В тот вечер Кротов представил ее гостям. Он взял ее под руку и обошел присутствующих, знакомя с каждым, и каждый сказал ей несколько слов, и каждому Соня улыбнулась.
— Мы должны наконец понять, — говорил своим гостям Кротов, — что у нас больше общего, чем мелких разногласий. Платформа у нас общая — порядочность. И пришла пора основать единую партию — партию порядочных людей. К чему приведет раздробленность? Цель у нас общая — либерализм, демократия и благосостояние. Если не соединим усилий — можно ждать реставрации коммунизма, командно-административной системы, и национализм российский снова поднимет голову. Не объединимся сейчас — наши дети упрекнут нас в том, что мы проворонили демократию.
— Ответственно говорит, — поддержал спикер Думы, — думает о будущем, не то что эгоист Тушинский. Вот кого бы я порядочным не назвал. Ведь что устроил, шельмец? Расколол демократическое движение, каков мерзавец, а? Все себе, только себе — а о стране кто думать будет? О детях наших? Спасибо, Димочка у нас есть.
Басманов, видела Соня, гордится своим учеником. Герман Федорович одобрительно покачивал головой, поглаживал Кротова по колену. Лицо спикера Думы, лицо сурового бойца, с глубокими морщинами и складками свалявшейся кожи, как у старого варана, расцветало, когда Басманов глядел на Кротова. — и Соня гордилась этим признанием.
— Объединимся, — говорил Басманов, — и сильнее станем, и богаче. Здесь каждому есть что в общую копилку положить. Про Тофика Мухаммедовича я и говорить не стану, но даже и раб Божий, — сказал Басманов о себе, — тоже кое-что припас. Не для себя припас, для общего дела.
V
— Объединение людей я представляю так, — сказал Соне другой мальчик, — люди встречаются и говорят друг другу: у меня есть это, а у меня — это, но союз нам дороже собственности. Все, что было накоплено до сегодняшнего дня, — не нужно, можно честно объединиться, только отказавшись от былых приобретений.

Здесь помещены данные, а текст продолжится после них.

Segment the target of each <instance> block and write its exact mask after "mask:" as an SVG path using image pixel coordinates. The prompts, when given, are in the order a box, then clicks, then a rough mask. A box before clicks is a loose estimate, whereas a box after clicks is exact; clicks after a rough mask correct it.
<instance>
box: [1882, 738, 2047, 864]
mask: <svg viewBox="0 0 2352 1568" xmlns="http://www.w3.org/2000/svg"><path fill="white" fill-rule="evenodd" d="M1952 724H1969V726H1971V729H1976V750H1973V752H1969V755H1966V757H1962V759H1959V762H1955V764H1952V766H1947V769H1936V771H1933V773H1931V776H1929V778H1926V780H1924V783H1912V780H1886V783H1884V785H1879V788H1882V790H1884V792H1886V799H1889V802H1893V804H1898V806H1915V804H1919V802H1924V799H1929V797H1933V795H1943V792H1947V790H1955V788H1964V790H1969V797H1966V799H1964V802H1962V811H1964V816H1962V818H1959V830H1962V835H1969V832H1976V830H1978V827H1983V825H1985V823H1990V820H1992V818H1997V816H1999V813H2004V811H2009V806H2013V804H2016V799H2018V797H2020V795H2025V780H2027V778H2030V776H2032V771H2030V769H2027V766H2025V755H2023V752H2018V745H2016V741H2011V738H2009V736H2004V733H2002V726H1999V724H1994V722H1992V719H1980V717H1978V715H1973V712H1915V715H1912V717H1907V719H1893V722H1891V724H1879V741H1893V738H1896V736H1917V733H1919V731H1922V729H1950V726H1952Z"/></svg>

Например, мы стали бы жить вместе, как бы мы договорились? Я бедный, а у тебя вон всего сколько. Ты скажешь, для чего мне объединять свой быт с твоим бытом, если у меня много всего, а у тебя ничего нет — и ты будешь права: так объединиться не получится. Надо тебе сначала от всего отказаться. Но ты скажешь, тебе отказываться легко, а мне — каково? А я бы тебе ответил: давай попробуем, Соня, — у нас получится! Зачем нам богатство — у нас иное будет богатство, лучше, чище. Поэтому я считаю, что Россия была не совсем такой империей, как другие, она всех объединяла бедностью, а не богатством. Это теперь Москва стала, как Вавилон, как Древний Рим, все деньгами меряют.
— Давай представим, что мы заключили союз, — сказала Соня весело, — и от богатств отказались. А где мы жить будем?
— Придумаем что-нибудь, — сказал другой мальчик. — Ты в Сорбонне учишься, сюда только на каникулы прилетаешь, наверное, уже думаешь, здесь и жить нельзя. А здесь не хуже, чем в Париже.